Das erste Mal würde es heute bei Tageslicht geschehen. Das Beil mit seiner blutverkrusteten, scharfen Schneide war wie immer ein treuer Begleiter. Vier Mal schon hatte es das vor langer Zeit begangene Unrecht angeprangert. Heute würde es wieder geschehen.

Einer spontanen Eingebung folgend, streifte das Beil erneut durch das Dickicht auf der Suche nach dem perfekten Gehilfen. Auch heute war es bereit, dem Zufall die Führung zu überlassen. Das Plätschern des Wassers rief Erinnerungen an die Kindheit wach. Die Kindheit, die eines Tages ihre Reinheit verlor, wie das Wasser, das klar aus dem Gebirge in die Täler floss, um sich dann dreckig und brackig seinen Weg über die Kanalisation ins nächste Klärwerk zu suchen. Aber nun mussten die Gedanken ruhen, denn es galt, eine weitere Nachricht zu senden.

Der Wald bot eine wunderbare Möglichkeit. Wer hätte das gedacht? Die fröhlichen Stimmen lockten das Beil an.

Auf der kleinen, versteckten Lichtung saßen sie wie Geschenke, die nur darauf warteten, endlich bestaunt zu werden. Es gab keinen Zweifel, der Mann und seine Begleiterin würden das ziellose Herumstreifen beenden. Hier und jetzt würde gleich ein wunderbares Fest stattfinden.

Ein Bild von Vertrautheit bot sich dem Augenpaar, das heimlich das Pärchen beobachtete. Wie die zwei so dicht beieinandersaßen, er den Arm um ihre Schulter gelegt, sie ergeben ihren Körper an ihn geschmiegt, war die Entscheidung gefallen. Diese beiden würden heute eine besondere Aufgabe erfüllen – sie waren nun auserwählt worden.

Sollten die einsamen Liebenden das leise Knacken und Knirschen hinter sich gehört haben, dann nahmen sie davon keine Notiz. Ihre Aufmerksamkeit galt nur ihrer eigenen Zweisamkeit. Das Beil war bereit, lag zappelnd vor Ungeduld in den führenden Händen. In letzter Sekunde hatte vielleicht einer der beiden die Gefahr geahnt, aber es war zu spät. Der Stahl hatte auf diesen Moment gewartet und ließ sich nicht mehr um das angenehm vertraute Gefühl des Tötens betrügen.

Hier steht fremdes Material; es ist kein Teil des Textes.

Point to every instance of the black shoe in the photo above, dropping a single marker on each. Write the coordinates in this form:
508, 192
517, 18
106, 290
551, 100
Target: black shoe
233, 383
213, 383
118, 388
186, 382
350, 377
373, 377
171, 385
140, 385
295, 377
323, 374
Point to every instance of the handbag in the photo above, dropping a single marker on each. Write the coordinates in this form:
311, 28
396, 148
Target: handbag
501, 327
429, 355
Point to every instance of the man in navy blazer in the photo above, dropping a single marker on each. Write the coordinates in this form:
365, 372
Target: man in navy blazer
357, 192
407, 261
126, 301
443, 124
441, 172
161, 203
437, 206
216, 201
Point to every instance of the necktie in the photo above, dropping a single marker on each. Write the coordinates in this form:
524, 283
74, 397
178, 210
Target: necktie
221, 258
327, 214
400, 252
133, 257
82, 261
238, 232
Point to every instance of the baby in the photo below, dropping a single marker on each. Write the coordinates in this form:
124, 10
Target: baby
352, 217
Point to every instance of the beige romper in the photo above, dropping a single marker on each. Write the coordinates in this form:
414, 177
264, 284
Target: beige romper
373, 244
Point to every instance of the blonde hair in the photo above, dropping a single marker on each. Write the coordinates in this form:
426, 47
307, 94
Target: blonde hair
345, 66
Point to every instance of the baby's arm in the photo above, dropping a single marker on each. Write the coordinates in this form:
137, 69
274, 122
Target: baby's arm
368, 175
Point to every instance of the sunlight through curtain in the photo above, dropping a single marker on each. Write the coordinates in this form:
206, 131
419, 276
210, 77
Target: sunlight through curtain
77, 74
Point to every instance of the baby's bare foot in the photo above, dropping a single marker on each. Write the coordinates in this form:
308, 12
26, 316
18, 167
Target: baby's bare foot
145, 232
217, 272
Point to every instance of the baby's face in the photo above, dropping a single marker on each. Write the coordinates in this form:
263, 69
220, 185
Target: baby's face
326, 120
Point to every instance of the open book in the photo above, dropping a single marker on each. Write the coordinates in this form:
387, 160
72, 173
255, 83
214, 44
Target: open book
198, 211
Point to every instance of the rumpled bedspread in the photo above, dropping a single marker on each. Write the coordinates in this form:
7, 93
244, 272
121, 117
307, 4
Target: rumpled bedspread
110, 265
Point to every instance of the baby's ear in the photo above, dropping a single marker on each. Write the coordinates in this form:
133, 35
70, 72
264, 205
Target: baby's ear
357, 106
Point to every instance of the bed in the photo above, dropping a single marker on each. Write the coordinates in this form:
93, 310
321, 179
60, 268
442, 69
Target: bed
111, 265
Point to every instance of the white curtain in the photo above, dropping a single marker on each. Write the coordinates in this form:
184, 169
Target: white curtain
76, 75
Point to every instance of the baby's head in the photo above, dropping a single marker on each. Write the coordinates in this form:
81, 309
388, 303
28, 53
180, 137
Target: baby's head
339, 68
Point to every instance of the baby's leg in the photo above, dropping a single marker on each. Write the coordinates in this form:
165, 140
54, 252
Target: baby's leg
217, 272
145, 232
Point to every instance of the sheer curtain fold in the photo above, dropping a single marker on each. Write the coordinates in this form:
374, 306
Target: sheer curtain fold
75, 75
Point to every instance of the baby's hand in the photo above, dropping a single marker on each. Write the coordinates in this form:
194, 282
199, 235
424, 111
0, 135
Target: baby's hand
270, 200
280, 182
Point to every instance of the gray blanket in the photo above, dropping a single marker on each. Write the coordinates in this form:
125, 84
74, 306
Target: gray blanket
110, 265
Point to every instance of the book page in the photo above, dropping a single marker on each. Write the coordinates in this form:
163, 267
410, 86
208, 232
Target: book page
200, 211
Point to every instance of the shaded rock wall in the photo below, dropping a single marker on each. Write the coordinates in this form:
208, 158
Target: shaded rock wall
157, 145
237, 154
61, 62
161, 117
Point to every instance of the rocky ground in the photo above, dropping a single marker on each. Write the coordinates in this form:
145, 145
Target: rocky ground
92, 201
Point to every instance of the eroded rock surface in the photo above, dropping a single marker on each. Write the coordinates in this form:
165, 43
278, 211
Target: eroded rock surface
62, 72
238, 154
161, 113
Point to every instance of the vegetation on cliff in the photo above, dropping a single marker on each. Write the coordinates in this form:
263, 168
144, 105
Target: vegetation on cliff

Die Schneide traf zuerst den Mann. Sein warmes Blut spritzte über das Gesicht seiner Begleiterin, die wie gelähmt dasaß, bereit, den eigenen tödlichen Schlag zu empfangen. Das Beil drosch auf ihre Köpfe ein. Abwechselnd, so als müsse es die tödliche Schneide gerecht zwischen den Opfern verteilen. Das Knirschen der berstenden Knochen vermischte sich mit dem Schmatzen der aufplatzenden Haut. Das weiche Gewebe konnte keinen Widerstand leisten und wurde von der Schneide geprügelt, bis nur noch ein roter Klumpen übrig war.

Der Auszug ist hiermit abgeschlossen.